British political leaders, reminded the statement, “have a particular historical responsibility for the fate of the Kurdish people. After the collapse of the Ottoman Empire, the Kurdish people and their lands were ruthlessly divided up by the British and the French governments; first by the secret Sykes-Picot Agreement of 1916 and then formally with the 1923 Treaty of Lausanne”. 

Abdullah Öcalan has provided Kurds with inspiring leadership. He has repeatedly sought a peaceful resolution to the Kurdish question, but his proposals have, so far, been rejected and he is held in strict isolation and denied visits, even from his family and lawyers, said the statement.

European Court of Human Rights ruling

On 27 September 2018 the European Court of Human Rights rejected a complaint that Öcalan had been mistreated during a cell search on 7 October 2008. Contrary to this ruling, Abdullah Öcalan has been treated inhumanely throughout his incarceration.

In prison, Abdullah Öcalan has written numerous books which advocate a democratisation of Turkey and the whole region. 

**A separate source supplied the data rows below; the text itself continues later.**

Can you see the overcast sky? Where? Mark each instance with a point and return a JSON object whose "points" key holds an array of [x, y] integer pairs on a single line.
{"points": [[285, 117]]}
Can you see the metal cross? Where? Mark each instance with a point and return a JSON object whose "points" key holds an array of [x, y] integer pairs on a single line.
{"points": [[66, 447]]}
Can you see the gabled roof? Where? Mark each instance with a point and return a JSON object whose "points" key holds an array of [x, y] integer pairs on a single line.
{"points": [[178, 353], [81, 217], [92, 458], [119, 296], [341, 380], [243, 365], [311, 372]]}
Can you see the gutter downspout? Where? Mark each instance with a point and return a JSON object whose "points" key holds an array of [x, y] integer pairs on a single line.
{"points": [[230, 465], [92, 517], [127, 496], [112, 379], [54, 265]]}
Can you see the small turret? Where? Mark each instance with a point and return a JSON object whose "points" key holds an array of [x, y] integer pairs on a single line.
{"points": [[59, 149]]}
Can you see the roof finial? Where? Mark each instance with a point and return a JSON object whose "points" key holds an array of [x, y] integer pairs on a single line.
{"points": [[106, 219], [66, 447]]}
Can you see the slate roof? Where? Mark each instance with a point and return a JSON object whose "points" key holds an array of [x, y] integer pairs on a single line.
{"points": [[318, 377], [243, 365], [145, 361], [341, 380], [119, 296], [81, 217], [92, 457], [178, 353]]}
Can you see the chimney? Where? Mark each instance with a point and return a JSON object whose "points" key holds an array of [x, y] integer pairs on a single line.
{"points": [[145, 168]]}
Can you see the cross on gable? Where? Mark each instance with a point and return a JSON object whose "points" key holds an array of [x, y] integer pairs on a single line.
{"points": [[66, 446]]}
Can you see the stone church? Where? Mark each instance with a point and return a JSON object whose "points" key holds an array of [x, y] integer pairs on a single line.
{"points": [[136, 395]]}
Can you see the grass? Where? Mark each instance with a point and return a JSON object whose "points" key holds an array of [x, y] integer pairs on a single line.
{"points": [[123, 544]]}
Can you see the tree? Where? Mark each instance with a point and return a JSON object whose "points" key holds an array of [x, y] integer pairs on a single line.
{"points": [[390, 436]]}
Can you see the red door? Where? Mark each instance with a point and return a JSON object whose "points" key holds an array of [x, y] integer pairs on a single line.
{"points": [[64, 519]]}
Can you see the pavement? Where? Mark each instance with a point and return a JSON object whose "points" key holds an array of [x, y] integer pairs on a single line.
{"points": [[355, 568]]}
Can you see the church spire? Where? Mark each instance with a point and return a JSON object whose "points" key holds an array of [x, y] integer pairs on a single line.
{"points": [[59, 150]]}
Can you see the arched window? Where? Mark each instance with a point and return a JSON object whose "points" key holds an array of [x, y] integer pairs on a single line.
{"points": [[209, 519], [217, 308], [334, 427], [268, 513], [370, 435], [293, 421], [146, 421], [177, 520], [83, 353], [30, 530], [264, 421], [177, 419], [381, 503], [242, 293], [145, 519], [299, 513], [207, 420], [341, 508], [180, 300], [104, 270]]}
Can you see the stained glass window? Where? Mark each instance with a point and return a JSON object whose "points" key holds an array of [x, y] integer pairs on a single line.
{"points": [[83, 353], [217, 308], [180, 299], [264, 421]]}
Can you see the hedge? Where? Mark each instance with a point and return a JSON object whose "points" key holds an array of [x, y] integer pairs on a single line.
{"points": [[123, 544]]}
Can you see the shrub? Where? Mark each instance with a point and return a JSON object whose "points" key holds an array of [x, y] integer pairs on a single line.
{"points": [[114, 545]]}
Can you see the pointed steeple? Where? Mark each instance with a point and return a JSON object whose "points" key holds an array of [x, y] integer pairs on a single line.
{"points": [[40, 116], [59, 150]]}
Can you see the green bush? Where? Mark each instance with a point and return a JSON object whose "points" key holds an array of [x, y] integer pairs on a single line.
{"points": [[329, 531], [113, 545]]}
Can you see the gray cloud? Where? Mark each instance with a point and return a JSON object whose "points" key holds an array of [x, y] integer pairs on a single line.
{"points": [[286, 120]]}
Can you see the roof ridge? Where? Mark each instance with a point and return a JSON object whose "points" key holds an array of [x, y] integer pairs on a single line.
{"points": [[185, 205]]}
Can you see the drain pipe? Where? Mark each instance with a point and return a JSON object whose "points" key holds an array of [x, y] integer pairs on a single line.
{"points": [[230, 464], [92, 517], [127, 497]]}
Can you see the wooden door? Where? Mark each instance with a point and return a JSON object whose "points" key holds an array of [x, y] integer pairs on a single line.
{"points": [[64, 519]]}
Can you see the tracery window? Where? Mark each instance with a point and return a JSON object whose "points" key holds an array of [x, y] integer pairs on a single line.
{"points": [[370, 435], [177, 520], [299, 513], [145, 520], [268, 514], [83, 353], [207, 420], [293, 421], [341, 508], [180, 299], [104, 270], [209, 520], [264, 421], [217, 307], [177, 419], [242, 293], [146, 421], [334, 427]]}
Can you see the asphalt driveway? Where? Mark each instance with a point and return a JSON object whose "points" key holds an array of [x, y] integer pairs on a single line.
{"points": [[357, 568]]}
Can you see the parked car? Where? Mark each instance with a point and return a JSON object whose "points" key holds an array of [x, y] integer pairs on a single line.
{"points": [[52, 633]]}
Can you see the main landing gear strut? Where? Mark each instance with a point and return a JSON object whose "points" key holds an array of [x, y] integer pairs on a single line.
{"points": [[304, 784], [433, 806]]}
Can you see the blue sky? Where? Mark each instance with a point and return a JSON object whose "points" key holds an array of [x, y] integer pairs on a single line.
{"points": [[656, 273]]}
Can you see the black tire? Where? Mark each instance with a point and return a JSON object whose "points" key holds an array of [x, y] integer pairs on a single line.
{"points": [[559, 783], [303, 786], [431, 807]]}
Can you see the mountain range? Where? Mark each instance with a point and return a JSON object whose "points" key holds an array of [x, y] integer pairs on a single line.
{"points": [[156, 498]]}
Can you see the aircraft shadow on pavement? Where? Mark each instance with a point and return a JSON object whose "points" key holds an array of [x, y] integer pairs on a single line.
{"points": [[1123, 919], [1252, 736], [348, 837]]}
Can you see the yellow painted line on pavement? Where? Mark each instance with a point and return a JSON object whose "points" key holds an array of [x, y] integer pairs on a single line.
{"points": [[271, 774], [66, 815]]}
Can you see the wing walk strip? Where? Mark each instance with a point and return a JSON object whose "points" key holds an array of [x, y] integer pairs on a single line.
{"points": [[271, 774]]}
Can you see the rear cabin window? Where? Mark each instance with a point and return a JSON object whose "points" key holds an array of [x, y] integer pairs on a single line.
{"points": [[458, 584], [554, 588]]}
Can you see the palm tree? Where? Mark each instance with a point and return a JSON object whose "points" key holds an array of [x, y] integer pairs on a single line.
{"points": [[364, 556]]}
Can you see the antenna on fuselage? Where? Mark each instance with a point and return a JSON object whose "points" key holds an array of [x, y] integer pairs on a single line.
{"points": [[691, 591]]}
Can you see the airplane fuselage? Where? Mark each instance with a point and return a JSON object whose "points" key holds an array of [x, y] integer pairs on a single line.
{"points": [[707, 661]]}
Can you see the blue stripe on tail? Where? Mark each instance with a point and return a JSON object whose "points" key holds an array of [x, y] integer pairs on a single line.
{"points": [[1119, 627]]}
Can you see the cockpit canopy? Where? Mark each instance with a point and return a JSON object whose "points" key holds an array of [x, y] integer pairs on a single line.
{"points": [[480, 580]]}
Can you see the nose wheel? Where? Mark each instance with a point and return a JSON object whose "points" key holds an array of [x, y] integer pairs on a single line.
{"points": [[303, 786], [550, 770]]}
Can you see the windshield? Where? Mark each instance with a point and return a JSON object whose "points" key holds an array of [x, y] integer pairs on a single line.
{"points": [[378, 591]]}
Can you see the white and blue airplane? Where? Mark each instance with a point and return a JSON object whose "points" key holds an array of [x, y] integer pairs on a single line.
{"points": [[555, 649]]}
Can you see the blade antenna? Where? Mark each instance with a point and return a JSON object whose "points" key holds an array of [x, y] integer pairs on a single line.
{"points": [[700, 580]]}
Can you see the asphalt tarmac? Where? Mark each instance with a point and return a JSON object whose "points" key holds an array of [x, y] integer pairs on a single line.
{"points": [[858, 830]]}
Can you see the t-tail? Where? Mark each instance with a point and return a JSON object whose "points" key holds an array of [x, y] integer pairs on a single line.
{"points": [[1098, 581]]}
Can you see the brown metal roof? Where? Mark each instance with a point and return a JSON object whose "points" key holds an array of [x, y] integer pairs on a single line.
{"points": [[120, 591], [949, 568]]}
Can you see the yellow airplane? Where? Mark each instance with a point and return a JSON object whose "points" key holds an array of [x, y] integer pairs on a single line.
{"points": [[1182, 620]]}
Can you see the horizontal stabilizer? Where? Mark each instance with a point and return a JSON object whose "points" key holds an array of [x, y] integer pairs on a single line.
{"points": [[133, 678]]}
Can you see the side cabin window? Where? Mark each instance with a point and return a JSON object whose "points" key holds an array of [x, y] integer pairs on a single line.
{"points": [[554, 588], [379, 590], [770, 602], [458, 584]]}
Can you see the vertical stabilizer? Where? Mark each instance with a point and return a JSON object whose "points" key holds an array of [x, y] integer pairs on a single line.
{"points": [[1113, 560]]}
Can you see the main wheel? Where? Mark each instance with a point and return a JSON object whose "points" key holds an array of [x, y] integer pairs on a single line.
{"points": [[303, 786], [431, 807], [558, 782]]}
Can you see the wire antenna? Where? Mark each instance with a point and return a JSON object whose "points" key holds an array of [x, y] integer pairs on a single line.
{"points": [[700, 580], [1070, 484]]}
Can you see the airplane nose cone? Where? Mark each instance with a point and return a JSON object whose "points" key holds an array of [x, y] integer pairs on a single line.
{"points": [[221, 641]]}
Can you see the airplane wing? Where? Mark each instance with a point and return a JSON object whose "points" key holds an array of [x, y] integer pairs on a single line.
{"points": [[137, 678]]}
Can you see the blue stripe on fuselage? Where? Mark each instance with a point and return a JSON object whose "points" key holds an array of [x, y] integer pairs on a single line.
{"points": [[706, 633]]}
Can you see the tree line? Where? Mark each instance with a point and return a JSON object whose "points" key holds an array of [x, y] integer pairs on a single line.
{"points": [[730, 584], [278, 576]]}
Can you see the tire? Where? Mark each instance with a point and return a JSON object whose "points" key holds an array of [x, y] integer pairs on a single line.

“Öcalan’s writings - said Peace in Kurdistan Campaign - have inspired a democratic and feminist revolution. He was able to transform Kurdish society from pursuing a statist approach to a confederalist approach. He has outlined the theoretical and practical basis for the Rojava Revolution, the liberation of the

Yazidi Kurds in Shengal, as well as the HDP project in Turkey. Clearly, prison bars and the most intense restrictions have not been able to prevent him from inspiring the people. It is time to end the criminalisation of the Kurdish struggle for self-determination and to free Abdullah Öcalan. The British government must stop supporting the Turkish state’s war against the Kurds”.